All the way back in the fifth episode, “5G,” of Mad Men, a young Kenneth Cosgrove (Aaron Staton) elicits jealousy from his co-workers Pete Campbell (Vincent Kartheiser) and Paul Kinsey (Michael Gladis) by managing to get a short story called “Tapping A Maple On A Cold Vermont Morning” into The Atlantic Monthly. Now, Cosgrove has elicited the same ire among non-fictional characters who have probably been trying to land a place in the literary rag for months, even years.
It would be one thing if the story was technically good, instead of something out of the James Franco school of literature, but the narrative reads like a boring attempt at emulating the style of Salinger with its misery-tinged descriptions of everyday life. Blatantly ripping off other famous writers (e.g. Hemingway when the line “gradually then suddenly” is used), this Cosgrove fellow would never be published in the real world were it not for the bathetic canonization of Mad Men as it comes to an end.
And then, of course, there is his overt reference to Sterling Cooper with the “natural” implementation of Lucky Strike into the story as his main character notes, “I found myself… wishing for a cigarette. Something toasted. There are few things as smooth, I couldn’t help but remember, as a Lucky Strike.” Real subtle, Ken, real subtle. The nods to Sterling Cooper continue with, “The heat, day after day, would warm and soften the sap, making it more pliant, more easily yielding to our desires—as if, I thought with a chuckle, it had availed itself of Secor laxatives. Fitz held the compass in an outstretched arm, eyes narrowed toward the hovering needle. It shook like a Relax-a-cizor.”
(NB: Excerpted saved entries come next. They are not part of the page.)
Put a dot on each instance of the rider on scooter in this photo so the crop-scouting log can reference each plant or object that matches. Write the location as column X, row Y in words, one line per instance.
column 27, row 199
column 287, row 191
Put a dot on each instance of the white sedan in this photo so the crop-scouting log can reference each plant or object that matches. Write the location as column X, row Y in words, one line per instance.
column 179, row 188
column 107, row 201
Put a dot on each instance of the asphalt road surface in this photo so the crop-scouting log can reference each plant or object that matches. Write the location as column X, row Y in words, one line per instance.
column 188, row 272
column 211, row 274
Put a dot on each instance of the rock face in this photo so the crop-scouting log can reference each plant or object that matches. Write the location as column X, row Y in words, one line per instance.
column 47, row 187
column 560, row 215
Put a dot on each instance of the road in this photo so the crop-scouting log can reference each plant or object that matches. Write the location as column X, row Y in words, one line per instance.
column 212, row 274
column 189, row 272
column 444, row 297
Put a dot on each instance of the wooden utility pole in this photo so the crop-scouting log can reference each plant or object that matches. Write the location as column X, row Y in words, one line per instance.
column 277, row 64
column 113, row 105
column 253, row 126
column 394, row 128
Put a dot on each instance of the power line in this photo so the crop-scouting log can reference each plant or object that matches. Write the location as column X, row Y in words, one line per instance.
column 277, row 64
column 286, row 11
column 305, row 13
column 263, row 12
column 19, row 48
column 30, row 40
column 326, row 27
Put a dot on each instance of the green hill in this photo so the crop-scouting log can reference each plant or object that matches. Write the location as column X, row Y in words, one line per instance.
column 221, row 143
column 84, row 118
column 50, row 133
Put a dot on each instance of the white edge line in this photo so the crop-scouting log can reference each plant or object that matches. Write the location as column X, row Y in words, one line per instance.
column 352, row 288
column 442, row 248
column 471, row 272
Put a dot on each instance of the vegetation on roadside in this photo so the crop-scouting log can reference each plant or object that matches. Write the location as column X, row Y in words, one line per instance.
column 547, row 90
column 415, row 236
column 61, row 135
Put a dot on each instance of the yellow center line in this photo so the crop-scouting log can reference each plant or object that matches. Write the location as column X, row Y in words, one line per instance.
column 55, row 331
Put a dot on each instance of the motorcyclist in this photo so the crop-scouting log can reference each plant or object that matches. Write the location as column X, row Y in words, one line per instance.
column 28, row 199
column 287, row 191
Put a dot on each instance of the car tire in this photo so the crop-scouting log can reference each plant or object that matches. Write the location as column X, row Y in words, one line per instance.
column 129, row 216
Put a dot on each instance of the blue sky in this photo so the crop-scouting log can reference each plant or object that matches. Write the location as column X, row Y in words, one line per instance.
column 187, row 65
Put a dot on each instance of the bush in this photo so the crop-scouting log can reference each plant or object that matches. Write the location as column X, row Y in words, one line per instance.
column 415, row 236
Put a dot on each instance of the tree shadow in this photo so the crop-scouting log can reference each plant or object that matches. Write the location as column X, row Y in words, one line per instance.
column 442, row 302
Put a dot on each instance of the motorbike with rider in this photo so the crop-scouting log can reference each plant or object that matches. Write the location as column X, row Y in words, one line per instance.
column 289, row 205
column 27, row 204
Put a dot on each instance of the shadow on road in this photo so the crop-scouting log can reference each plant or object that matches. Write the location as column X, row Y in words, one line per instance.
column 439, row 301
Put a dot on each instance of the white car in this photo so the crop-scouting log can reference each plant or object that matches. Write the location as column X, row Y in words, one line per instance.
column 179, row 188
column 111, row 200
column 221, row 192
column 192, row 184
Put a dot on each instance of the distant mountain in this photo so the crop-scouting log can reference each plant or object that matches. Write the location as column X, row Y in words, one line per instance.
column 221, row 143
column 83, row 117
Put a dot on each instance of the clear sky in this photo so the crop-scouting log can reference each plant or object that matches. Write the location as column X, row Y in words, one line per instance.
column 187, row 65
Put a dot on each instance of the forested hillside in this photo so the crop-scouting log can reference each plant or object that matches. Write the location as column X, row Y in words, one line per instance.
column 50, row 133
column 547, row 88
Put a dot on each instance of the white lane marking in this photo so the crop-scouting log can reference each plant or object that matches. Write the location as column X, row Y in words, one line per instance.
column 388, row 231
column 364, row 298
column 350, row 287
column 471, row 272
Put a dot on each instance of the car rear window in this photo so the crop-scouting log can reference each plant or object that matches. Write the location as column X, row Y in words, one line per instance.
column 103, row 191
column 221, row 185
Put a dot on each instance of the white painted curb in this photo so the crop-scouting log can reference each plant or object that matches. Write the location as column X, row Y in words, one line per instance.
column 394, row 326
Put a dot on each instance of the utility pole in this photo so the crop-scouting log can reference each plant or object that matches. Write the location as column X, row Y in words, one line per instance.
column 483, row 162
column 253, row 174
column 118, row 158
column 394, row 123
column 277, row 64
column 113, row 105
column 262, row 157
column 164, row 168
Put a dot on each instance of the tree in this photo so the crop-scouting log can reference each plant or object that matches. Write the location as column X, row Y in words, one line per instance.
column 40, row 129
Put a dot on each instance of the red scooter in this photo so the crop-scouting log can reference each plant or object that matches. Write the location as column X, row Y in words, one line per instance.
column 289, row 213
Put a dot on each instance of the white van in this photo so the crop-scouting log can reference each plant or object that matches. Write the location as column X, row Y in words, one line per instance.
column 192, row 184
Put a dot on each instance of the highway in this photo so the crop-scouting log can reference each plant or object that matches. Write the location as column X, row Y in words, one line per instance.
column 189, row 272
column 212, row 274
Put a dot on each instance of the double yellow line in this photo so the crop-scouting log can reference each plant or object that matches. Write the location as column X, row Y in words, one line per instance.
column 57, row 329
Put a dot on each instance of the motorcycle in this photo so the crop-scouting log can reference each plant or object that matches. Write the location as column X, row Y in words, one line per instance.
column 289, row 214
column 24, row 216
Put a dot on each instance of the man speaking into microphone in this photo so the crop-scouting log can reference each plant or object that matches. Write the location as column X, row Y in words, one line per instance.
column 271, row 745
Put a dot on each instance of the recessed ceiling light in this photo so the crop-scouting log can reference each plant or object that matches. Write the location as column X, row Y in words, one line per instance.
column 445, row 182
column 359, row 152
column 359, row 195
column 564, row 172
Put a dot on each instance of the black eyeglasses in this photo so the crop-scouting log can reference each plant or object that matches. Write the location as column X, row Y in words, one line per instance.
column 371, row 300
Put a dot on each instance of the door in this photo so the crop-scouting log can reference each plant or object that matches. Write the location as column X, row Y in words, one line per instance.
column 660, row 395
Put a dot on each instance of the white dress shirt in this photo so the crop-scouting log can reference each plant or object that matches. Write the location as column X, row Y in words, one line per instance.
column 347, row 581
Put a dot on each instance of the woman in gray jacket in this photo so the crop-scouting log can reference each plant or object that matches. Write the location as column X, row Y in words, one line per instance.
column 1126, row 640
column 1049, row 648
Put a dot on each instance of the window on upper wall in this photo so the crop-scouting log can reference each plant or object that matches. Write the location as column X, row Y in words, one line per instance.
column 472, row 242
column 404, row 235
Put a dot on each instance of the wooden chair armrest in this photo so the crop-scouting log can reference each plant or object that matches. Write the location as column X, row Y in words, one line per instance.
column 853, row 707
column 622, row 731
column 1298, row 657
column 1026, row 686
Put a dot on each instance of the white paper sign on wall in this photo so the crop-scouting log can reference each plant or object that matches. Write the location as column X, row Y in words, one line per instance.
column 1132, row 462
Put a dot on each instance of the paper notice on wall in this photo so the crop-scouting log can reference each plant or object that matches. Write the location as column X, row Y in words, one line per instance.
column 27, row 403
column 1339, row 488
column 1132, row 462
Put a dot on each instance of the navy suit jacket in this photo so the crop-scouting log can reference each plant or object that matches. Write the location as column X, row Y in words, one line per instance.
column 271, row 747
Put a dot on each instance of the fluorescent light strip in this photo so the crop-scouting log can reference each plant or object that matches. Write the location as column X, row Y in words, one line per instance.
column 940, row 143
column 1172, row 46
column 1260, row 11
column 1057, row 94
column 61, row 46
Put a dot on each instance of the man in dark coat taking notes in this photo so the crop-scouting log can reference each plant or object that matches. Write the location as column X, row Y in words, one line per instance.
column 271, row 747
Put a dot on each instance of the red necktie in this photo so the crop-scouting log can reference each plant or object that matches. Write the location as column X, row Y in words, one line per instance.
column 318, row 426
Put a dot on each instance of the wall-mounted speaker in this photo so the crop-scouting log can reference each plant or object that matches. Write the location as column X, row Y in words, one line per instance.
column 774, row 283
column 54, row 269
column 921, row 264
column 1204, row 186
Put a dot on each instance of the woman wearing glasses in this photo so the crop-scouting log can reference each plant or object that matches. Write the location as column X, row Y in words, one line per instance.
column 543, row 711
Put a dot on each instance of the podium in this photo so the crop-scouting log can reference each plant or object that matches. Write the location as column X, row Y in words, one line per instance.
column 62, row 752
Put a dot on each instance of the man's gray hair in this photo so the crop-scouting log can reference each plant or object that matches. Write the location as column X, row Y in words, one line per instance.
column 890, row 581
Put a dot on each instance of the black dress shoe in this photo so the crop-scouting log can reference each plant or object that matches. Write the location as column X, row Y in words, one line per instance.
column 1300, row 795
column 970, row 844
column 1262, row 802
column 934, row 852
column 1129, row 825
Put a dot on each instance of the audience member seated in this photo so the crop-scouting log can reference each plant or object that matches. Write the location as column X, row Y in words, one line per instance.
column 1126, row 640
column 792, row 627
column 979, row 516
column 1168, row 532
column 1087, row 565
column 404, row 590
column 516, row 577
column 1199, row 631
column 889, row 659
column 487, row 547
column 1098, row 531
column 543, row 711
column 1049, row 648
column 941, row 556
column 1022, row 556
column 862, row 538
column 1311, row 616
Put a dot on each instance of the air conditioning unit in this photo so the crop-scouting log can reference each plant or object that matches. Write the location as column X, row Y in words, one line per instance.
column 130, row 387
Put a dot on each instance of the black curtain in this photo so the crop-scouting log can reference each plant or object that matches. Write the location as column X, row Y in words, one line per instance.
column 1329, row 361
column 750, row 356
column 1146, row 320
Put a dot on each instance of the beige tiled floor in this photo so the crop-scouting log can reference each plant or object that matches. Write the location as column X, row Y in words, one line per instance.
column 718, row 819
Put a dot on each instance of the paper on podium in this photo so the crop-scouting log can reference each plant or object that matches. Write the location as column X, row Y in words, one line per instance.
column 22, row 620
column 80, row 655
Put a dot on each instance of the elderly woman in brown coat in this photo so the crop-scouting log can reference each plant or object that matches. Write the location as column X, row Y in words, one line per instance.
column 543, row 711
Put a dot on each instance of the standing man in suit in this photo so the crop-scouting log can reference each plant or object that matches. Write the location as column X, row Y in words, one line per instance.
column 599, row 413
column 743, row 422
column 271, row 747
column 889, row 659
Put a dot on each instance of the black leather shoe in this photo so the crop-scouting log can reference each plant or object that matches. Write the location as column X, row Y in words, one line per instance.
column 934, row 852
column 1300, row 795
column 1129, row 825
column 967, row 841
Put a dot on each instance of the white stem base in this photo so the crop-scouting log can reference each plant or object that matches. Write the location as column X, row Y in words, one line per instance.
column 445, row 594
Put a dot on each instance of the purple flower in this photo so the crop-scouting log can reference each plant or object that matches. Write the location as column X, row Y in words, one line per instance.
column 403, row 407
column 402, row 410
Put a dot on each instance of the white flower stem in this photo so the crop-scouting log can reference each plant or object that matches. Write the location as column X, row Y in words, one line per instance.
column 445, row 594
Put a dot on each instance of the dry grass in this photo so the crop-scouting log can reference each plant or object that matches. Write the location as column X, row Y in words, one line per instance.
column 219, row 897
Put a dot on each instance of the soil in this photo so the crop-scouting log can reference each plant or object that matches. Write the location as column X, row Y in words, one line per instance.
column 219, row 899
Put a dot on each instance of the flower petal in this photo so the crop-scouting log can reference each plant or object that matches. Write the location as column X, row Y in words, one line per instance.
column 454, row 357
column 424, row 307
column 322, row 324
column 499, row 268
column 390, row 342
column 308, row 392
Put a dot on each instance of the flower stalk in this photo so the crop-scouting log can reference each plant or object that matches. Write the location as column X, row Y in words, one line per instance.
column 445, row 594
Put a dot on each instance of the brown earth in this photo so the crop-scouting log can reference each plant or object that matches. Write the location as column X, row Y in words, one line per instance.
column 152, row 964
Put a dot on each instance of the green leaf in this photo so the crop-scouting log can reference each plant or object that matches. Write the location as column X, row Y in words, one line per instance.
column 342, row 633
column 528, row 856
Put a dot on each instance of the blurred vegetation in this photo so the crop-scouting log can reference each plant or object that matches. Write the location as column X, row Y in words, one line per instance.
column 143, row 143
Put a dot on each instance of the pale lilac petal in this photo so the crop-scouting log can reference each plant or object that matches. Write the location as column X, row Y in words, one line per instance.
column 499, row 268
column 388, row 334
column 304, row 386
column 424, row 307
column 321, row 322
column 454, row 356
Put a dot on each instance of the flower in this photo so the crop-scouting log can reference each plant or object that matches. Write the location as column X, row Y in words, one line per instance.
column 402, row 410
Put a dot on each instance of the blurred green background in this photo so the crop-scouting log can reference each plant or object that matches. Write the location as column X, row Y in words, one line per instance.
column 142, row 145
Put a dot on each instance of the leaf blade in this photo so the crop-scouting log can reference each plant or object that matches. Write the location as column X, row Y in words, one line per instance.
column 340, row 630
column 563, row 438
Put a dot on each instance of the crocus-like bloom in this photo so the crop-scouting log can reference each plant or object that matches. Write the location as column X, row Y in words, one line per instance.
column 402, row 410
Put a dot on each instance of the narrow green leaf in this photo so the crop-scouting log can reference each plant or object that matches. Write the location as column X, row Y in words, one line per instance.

Other name checks throughout include Right Guard deodorant, Belle Jolie lipstick, Bethlehem Steel, Cartwright Aluminum, Liberty Capital and Mencken’s Department Store. With so many accounts to reference, the story quickly devolves into a long list of dick-sucked clients. And yet, to pay tribute to Mad Men instead of writers with palpable aspirations, The Atlantic has perhaps caused the death of another thousand dreams among copywriters biding their time for a big break.